Tutti a scervellarsi sulla ragione prima che ha lentamente ma irreparabilmente portato Fini fuori dall’orbita di Berlusconi. Il primo a chiederselo fu Pino Rauti, poi Francesco Storace, poi Assunta Almirante, senza saper trovare un motivo; poi furono i suoi colonnelli, che ipotizzarono un disturbo neurologico, di quelli che si risolvono con due ceffoni; e poi, via via, ce lo siam chiesti in cento, in mille e poi a milioni, chi pensando stesse splendidamente maturando in senso liberaldemocratico, chi pensando stesse vilmente tradendo la sua storia e i suoi ideali; e però tutti all’oscuro del profondissimo perché.Si è congetturato, questo sì, e in tutte le direzioni: un profondo travaglio esistenziale, dunque psicologico, dunque culturale, dunque politico; una irriducibile antipatia personale nei confronti di Berlusconi che, dalla pelle all’osso, gli andava trasformando carne e sangue, da camerata a compagno; una smaniosa impazienza nel star lì a fare il delfino, sopportando ancora per chissà quanto tutte quelle barzellette sceme e quelle odiose manate sporche di cerone sulle spalle; si è pensato a tutto, siamo arrivati a niente di sicuro.Piacesse o no, sembrasse schiettamente genuina o smaccatamente opportunistica, l’evoluzione o l’involuzione di Fini rimaneva senza spiegazione pienamente convincente, sicché chi l’apprezzava non rinunciava a qualche riserva e a chi la deprecava giravano terribilmente le palle. Più facile star lì a pazientare – ieri l’ha ammesso pure lui – e tutti, simpatizzanti ed antipatizzanti, hanno dovuto convenire.
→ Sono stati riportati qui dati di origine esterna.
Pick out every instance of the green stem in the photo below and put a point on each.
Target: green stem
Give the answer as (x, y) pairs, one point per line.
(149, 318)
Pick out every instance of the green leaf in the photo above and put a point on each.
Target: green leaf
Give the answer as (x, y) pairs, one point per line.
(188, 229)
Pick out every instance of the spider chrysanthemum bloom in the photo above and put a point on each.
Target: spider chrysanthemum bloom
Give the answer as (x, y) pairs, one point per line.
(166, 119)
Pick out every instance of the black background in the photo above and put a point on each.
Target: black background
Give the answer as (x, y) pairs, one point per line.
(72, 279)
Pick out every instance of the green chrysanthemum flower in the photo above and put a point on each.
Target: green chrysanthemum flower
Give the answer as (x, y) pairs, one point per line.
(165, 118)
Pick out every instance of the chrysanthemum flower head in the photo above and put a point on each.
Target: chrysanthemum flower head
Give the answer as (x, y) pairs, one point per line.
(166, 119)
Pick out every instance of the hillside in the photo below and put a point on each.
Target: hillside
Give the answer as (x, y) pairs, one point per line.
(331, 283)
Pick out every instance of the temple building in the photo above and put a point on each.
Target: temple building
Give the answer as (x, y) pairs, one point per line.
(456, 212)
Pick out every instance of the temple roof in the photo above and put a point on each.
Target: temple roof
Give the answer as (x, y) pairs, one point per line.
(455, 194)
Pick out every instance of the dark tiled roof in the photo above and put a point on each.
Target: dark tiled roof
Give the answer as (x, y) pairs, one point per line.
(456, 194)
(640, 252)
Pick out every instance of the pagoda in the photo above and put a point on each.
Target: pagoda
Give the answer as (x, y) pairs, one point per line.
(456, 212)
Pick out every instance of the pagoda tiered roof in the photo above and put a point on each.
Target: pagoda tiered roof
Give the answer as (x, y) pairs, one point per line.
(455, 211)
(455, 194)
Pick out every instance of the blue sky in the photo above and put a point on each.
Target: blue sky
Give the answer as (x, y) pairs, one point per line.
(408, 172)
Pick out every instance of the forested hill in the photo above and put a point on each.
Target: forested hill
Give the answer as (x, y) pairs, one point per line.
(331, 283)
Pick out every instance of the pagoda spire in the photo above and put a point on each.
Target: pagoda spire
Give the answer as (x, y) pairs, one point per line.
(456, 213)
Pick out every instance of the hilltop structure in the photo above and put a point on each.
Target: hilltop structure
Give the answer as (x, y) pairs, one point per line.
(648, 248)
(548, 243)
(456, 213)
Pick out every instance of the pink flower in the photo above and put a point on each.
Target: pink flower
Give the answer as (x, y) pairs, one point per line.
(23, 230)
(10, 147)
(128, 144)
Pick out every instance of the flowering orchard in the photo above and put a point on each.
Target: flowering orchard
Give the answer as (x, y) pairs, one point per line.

Ok, ma perché non ha pazientato?
Oggi è finalmente tutto chiaro, grazie ad Alessandro Gilioli: “Gianfranco Fini doveva avere bene in mente il destino di Martelli”, e a differenza di quello s’è mosso in tempo, prima che fosse troppo tardi, prima dell’inevitabile “implosione devastante” che sempre sta “alla fine della parabola” di “capi assoluti come Craxi o Berlusconi” e che inesorabilmente “inghiotte chi non ha saputo prenderne le distanze per tempo”.Tutto quadra, ora. Fini prevedeva l’implosione del berlusconismo prim’ancora che andasse a regime, fin dal 1995, quando a Fiuggi ripudiò il fascismo al solo scopo di guadagnare simpatie fra gli antifascisti, che potevano sempre tornar comodo di lì a tre lustri. Tutto il resto – la visita in Israele, i sì al referendum sulla legge 40, le apertura sulle coppie di fatto e sulle politiche di integrazione degli immigrati, la difesa della Costituzione e della laicità dello Stato, eccetera – è stato solo di contorno: stava svendendo l’anima per salvare il culo. Ad essere altrettanto previdente, Martelli avrebbe dovuto cominciare a prendere le distanze dai socialisti dal 1978 in poi.
“Nessuno sa se il berlusconismo finirà fra un anno o fra tre, in modo chiassoso o felpato, pacifico o violento, ma a un certo punto finirà e chi non si è preparato sarà fuori dai giochi”: Fini va preparandosi da 15 anni. Se non son rane, piovono miserie dello storicismo.